Who would have ever thought that the Houston pension problem would take a back seat to an impending City of Dallas bankruptcy? The word usage on the Dallas problem is phenomenal. Dallas’ present financial condition immediately morphed into the bankruptcy word because of their pension shenanigans. I am sure Houston Mayor Sylvester Turner was thinking, “Can’t you guys wait until next session to use the ‘B’ word?” Mayor Turner is trying to sell another “kick the can down the road” pension bill, which will allow the runaway spending at the City of Houston to continue until his term in office is over. When Turner was a State Representative, he carried all the pension bills in the House for his hometown local labor leaders – the same bills biting him in the butt now.
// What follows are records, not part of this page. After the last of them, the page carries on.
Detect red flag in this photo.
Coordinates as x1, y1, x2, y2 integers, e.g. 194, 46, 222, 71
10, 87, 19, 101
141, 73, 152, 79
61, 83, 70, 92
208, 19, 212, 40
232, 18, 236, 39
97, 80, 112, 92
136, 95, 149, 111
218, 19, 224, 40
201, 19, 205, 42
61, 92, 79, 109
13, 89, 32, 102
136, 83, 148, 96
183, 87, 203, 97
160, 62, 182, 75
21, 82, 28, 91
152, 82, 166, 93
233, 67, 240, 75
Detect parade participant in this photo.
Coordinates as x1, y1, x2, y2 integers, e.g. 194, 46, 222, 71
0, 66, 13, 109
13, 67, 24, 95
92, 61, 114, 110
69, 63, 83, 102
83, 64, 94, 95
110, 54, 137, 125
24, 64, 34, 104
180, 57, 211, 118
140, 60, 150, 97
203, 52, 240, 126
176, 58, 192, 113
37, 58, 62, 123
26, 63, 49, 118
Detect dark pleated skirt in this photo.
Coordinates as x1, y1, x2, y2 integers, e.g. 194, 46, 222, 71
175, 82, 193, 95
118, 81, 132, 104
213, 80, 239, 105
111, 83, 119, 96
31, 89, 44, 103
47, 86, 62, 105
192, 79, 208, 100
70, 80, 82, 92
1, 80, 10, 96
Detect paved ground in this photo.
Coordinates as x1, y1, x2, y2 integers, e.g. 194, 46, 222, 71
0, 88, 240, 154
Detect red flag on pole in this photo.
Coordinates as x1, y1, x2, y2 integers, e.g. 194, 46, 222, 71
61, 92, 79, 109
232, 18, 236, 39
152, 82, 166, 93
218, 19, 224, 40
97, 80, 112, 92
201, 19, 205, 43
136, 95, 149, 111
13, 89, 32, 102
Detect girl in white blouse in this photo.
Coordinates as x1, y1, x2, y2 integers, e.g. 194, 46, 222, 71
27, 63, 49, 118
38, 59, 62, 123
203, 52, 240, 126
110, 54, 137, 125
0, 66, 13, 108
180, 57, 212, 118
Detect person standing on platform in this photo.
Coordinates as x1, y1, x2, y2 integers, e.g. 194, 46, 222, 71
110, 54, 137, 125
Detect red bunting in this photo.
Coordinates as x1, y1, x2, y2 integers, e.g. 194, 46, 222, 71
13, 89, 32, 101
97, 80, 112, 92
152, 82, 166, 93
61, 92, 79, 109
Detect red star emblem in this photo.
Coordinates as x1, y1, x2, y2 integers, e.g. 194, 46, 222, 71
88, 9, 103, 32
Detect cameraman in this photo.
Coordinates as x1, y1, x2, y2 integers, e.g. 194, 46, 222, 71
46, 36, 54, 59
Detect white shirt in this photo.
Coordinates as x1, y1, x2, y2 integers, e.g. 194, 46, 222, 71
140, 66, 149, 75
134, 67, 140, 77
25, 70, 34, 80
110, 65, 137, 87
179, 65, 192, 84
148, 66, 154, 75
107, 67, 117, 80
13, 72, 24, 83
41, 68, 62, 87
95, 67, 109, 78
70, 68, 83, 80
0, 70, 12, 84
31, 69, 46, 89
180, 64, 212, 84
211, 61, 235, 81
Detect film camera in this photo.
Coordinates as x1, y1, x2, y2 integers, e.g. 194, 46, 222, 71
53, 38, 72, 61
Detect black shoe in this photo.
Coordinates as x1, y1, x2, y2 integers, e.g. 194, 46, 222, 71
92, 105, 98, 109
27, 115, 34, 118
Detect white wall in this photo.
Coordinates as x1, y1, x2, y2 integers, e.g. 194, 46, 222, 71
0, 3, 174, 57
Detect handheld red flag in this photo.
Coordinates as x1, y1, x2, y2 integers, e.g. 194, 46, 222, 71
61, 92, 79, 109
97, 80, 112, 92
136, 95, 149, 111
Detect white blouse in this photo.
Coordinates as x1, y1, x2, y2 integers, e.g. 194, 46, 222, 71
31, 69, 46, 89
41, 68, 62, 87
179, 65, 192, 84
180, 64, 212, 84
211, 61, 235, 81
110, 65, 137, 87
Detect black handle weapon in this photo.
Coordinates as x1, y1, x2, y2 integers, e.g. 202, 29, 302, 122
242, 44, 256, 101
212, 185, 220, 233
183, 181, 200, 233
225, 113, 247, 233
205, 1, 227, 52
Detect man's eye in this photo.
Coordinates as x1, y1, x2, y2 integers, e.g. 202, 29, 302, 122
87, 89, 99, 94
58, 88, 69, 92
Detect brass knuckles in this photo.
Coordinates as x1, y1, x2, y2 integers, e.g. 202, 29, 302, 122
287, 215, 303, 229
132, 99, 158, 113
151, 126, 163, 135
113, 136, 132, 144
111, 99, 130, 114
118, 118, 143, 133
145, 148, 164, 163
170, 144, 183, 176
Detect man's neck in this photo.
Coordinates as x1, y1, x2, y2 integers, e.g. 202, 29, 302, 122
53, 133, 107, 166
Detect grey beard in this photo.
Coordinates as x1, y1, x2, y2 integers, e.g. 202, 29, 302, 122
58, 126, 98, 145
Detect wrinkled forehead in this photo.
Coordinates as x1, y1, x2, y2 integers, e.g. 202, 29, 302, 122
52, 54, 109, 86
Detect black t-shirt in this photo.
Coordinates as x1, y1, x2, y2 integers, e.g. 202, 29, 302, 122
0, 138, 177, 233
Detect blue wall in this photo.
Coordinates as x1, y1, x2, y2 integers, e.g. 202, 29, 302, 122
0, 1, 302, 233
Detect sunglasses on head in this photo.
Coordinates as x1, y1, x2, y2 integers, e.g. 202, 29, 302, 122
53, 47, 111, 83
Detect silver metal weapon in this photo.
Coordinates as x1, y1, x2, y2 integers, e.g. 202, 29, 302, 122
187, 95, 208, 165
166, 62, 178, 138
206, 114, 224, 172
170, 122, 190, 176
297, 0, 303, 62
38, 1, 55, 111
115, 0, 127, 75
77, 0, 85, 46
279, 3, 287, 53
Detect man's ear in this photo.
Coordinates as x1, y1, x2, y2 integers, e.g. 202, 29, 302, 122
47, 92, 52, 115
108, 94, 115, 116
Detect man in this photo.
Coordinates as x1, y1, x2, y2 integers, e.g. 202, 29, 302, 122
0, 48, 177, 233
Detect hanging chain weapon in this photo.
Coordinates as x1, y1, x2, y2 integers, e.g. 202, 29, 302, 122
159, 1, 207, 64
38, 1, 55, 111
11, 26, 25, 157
The irony of the Houston Mayor needing to pass the largest “kick the can down the road” pension bill should be lost on no one. The open discussion of a City of Dallas bankruptcy has everyone wringing their hands in Austin.
Local Dallas and Houston union officials set up a system at the state level over the years that allows union officials to rush to the legislature to renegotiate any deal they did not like offered by Houston and Dallas politicians. I have labeled this the “mommy may I” system. This system is about to come home to roost on the heads of House Pensions Committee Chairman Dan Flynn, his Senate counterpart Senator Joan Huffman, and Lieutenant Governor Dan Patrick.
Senator John Whitmire holds a special category of being a union pension fund administrator and someone who introduces legislation for union labor bosses. Think about that conflict for a second. All of these politicians have lined their campaign coffers with union money. The bigger the problem, the bigger the contribution. Senator Whitmire’s law partners act as lobbyists for the very unions he passes legislation for in Austin.
Lieutenant Governor Dan Patrick was supportive of these back door union deals Monday night at the Kingwood Tea Party. I reminded his host that Dan has always had his hand out to labor leaders and is not a fiscal conservative. Dan’s priority this session is a bathroom bill and he wants you to look the other way on pension matters.
Patrick, Whitmire, Huffman, and Flynn are not alone and have been joined by other pension committee members. This coziness has led to the economic reality of the Dallas bankruptcy. The lie of the Turner plan is exposed by the fact Dallas kept kicking the can down the road just the way Turner is attempting to do. Dallas started kicking the can in 1992 and Houston started in 2001. The fact that the whole scheme blows up is now evident to anyone who can add. Dallas is also seeking a billion dollars worth of pension obligation bonds in addition to local control of their pensions. Dallas politicians want direct control over their destiny by seeking local control back from the Texas Legislature.
Senator Paul Bettencourt is once again standing in the breach. Paul Bettencourt knows that Turner’s plan obligates Houston taxpayers to years of misery without doing a thing to correct the problem. Paul is sponsoring two bills: SB 151 (requires a vote by the public to authorize the use of pension bonds) and SB 152 (allows the transfer of new employees from defined benefit plans to defined contribution plans). Paul is threatening to filibuster Turner’s “kick the can down the road” legislation on the Senate floor. Senator Bettencourt needs our help and support in this battle. There is a website being promoted to help Paul’s effort, Houston taxpayers for pension reform. Please help him out by signing the petition supporting defined contribution plans.
Our local state elected officials are as clueless as Houston City Council Members, a very low bar. Their belief in campaign contributions has always exceeded logic. The Dallas bankruptcy claims are real and Turner can no longer hide the fact that Houston will suffer the same fate. Turner has added much ballyhooed sexy language like corridors and shared sacrifices to his messaging about the latest “kick the can down the road” scheme. Taxpayers need to understand that Turners’s scheme obligates 25-30 billion dollars in taxpayer funds to be used to pay people to hunt and fish. Actually, retirees will be paid more to hunt and fish than current public safety employees will be paid to fight fires and crime. Let that sink in for a minute.
No one is more culpable than Mayor Turner in the financial disasters that have befallen Houston and Dallas. The mayor is advocating borrowing a billion dollars he can’t pay back, combined with a negative amortization scheme that does not morph into real payments until he is out of office with the rest of the City Council. This is the classic kick the can down the road but here comes Dallas, always competing with Houston. Go Cowboys.